Depois de várias tentativas, fomos agraciados com uma licença que permitiria o computador ficar em paz em casa, enquanto durar nossa residência. Mas, não acabou por aí. Para fazer valer esta permissão, foi preciso tirá-lo do país e voltar e apresentar a licença para, finalmente, ter paz e não sermos indagados no aeroporto sobre nosso “quase filho”. A solução foi viajarmos em família para Miami, eu, meu esposo e nosso computador de 15 kg. E, na volta, apresentar a licença para começar a ter validade em território cubano.
Além da minha história, conheço outras que me fizeram rir muito. Uma delas é a de um rapaz homossexual, estrangeiro e residente. Este garoto me contou que trouxe vários brinquedinhos de sexy shop, basicamente, uma mala inteira cheia de chicote, pinto de silicone, algemas etc. E, claro, essa mala estava com a etiqueta marcada. O cachorro cheirou, passou pelo raio x, abriu-se a mala e vários objetos foram inspecionados por muitos funcionários, até que foi requisitado o Chefe geral. Esse chefe, um militar de bigode grosso e que aparentava seus 60 anos, perguntou ao garoto o que faria com tudo aquilo. Muito sério, a resposta do rapaz foi que seria um parque de diversões de uso pessoal. O chefe olhou, revirou, cheirou um creme desses que esquenta, e chegou ao pênis de silicone que foi apreendido, porque poderia ser usado como arma. Não adiantou suplicar, o consolador do rapaz não pôde acompanhá-lo.
Outro caso foi o de uma senhora que trouxe o supermercado inteiro e ficou sem nada. Levaram todos os alimentos e a sua esperança de encher a dispensa com coisas difíceis de encontrar. Nesses casos, é muito duro, porque trazemos por uma necessidade e não simplesmente para satisfazer um desejo. A movimentação em torno de produtos alimentícios, roupas, ferramentas, equipamentos eletrônicos é grande. Nunca vi nada como apreensão de drogas, nem mesmo nas ruas da cidade. Aqui, não existem rodinhas de adolescente fumando maconha, tão comum em outros países.

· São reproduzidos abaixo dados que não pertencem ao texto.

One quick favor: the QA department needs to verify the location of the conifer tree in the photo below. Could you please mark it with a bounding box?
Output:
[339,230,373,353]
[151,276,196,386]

Mas, nem só de tristeza e risadas vive o nosso grande José Martí. Tem histórias com final feliz. Isso dependerá muito de quem atenda, do dia, dos astros, enfim, elas acontecem. A história eleita foi a de um casal americano com um bebê. Na loucura das tantas coisas levadas em uma viagem com um bebezinho, deixaram a bolsa com fraldas, roupas, alguns presentes, charutos e maquiagem no chão, antes de embarcarem. Só se deram conta quando precisaram trocar o bebê no avião. Chegando em Miami, pediram ajuda à companhia American Airlines, pois não tinham nenhum número para entrar em contato no aeroporto de Havana, mas quem os salvou foi a senhora que fez o Airbnb para eles. Ela foi ao aeroporto e averiguou que a bolsa estava guardada. Depois de conversar com vários funcionários e conseguir provar sua história com o número do voo, os trabalhadores do aeroporto conseguiram que a bolsa fosse entregue na casa do casal americano.
Termino com esse final feliz porque na vida devemos enfatizar as coisas boas para que ela se torne mais leve.
E quero dizer que rezo sempre para que esse grande poeta cubano, José Martí, me permita entrar no país com todo conteúdo de minha bagagem. Até agora tem dado certo.
“Si no luchas ten al menos la decencia de respetar a quienes sí lo hacen”. José Martí.